看着应珍离开的背影,青衣女子收敛笑容,唤了一声:“出来吧。”
“所以,”是武生,但他并未入门,只是站在侧门外,“你让我一次次在戏台上杀死她,你看着我在台上那绝望而精准的一剑,看着我那空洞而痛苦的眼神,你是否也是在用这种极端的方式,确认那段充满鲜血与误会的过去真实存在过?确认我的那份深刻却无法直面的爱,未曾消散?”
“爱?你这样的人怎配谈爱?”
“我是有苦衷的……”
“若你的苦衷能换回……罢了,我同你这样的人说什么假如。”
“那假如你刚刚杀了她呢?”
“你是说阿珍姑娘?我缘何要杀她?”
“你无需与我装傻,眉心一点红痣,生得是菩萨面相,你明知道她是谁!魅惑之术天下第一的邀月仙侍,你别忘了,宫主……”

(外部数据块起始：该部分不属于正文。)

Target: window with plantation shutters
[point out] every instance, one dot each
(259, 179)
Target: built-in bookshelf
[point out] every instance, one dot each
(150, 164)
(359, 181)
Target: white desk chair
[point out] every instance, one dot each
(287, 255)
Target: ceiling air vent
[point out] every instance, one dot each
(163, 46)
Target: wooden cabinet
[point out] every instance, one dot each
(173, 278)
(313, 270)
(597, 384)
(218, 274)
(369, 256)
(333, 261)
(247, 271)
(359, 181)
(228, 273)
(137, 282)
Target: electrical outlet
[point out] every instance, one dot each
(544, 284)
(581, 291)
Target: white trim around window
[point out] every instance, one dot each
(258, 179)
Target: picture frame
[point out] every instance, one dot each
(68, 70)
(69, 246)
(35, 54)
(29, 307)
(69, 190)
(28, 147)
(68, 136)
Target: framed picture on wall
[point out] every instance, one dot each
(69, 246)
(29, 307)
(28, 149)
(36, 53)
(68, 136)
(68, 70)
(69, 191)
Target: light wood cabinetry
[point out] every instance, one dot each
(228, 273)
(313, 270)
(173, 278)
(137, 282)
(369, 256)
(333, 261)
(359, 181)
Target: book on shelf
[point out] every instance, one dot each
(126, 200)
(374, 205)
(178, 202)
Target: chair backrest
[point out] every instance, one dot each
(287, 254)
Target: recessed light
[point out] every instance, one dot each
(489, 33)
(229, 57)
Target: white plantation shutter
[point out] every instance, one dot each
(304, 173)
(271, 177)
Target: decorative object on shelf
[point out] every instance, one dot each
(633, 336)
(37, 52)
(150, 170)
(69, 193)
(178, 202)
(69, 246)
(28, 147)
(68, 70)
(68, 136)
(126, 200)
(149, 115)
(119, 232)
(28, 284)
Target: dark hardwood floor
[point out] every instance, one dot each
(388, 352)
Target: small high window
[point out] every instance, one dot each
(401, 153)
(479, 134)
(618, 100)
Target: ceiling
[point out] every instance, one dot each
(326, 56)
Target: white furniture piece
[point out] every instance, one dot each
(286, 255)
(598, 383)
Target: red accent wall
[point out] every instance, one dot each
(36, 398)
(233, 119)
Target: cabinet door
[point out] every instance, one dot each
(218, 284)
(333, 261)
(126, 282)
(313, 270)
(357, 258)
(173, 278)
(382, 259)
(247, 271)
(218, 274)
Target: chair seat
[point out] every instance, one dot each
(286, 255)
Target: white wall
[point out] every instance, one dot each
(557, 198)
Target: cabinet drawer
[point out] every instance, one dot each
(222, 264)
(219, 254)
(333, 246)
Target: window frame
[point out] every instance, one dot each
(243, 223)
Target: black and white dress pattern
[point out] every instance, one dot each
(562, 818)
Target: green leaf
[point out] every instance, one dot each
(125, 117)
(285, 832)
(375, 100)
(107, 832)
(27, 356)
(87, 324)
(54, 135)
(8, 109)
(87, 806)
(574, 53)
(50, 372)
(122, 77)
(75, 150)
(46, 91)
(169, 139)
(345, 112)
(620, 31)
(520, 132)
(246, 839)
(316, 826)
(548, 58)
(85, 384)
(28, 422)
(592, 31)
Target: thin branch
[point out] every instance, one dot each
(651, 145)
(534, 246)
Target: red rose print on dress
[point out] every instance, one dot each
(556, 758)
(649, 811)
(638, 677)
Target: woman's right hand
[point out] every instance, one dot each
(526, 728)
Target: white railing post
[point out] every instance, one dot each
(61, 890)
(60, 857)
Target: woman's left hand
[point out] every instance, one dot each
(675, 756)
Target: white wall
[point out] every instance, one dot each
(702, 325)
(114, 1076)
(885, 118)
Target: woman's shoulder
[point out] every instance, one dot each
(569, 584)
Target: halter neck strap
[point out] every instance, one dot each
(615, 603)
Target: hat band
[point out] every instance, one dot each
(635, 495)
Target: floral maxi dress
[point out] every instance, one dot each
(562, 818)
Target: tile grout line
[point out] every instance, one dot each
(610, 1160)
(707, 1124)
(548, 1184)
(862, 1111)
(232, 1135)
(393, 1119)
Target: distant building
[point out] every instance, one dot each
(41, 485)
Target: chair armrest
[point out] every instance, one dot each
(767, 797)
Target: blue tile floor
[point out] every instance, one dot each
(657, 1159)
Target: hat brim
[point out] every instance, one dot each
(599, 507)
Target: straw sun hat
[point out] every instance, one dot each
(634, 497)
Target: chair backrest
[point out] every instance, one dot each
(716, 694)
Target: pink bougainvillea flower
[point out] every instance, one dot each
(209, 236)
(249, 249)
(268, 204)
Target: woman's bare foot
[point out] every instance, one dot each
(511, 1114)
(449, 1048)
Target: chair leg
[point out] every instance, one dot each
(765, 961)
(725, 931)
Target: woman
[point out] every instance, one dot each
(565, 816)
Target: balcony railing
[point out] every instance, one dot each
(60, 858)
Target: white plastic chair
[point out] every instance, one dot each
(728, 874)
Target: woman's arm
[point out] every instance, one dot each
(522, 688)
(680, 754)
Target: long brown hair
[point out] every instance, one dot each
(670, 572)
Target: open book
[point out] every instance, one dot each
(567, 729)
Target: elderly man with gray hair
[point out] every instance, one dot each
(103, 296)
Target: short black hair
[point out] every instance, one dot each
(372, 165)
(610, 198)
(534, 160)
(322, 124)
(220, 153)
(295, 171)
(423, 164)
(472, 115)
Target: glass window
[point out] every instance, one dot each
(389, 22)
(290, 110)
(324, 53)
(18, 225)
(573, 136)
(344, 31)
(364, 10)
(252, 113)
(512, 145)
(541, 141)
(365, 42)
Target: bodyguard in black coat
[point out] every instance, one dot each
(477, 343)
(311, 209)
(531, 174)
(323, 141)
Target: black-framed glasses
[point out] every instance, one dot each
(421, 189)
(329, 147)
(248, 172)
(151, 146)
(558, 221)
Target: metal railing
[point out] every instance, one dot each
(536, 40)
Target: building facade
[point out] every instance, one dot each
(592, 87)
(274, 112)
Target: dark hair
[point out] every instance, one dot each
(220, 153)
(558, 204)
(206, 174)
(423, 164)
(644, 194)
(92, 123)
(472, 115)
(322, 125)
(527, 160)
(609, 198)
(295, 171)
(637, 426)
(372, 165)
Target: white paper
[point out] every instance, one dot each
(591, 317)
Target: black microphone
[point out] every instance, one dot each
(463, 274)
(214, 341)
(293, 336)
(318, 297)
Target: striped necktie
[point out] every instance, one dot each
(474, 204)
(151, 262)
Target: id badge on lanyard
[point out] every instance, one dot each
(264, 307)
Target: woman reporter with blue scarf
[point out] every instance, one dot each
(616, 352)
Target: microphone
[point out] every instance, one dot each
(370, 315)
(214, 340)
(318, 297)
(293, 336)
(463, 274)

“你真是疯魔了!宫主只是让我们找她,可从来没有要我们杀她!以她的境界,就是一千个我和一万个你在这里,都无法伤她一根汗毛!”
“她未对你设防,你本有机会杀了她的!你本有机会报仇的!”
“一介尘人,胆敢与我这样说话!”青衣女子一挥衣袖,扇上那武生的脸,“我再说一次,宫主只是让我假借云游四海的名义找她,应婙殊也好,阿珍姑娘也罢,只要找到了我就能回宫复命,你不要给我惹出事端!”
“那作为笙笙的妹妹,你别忘了,是她杀了你姐姐!”
“你搞错了,是你杀了姐姐!是你的长剑刺进她的胸口!你应该感谢姐姐的遗言,让我还愿意把你留在身边做从月宫的一条狗!”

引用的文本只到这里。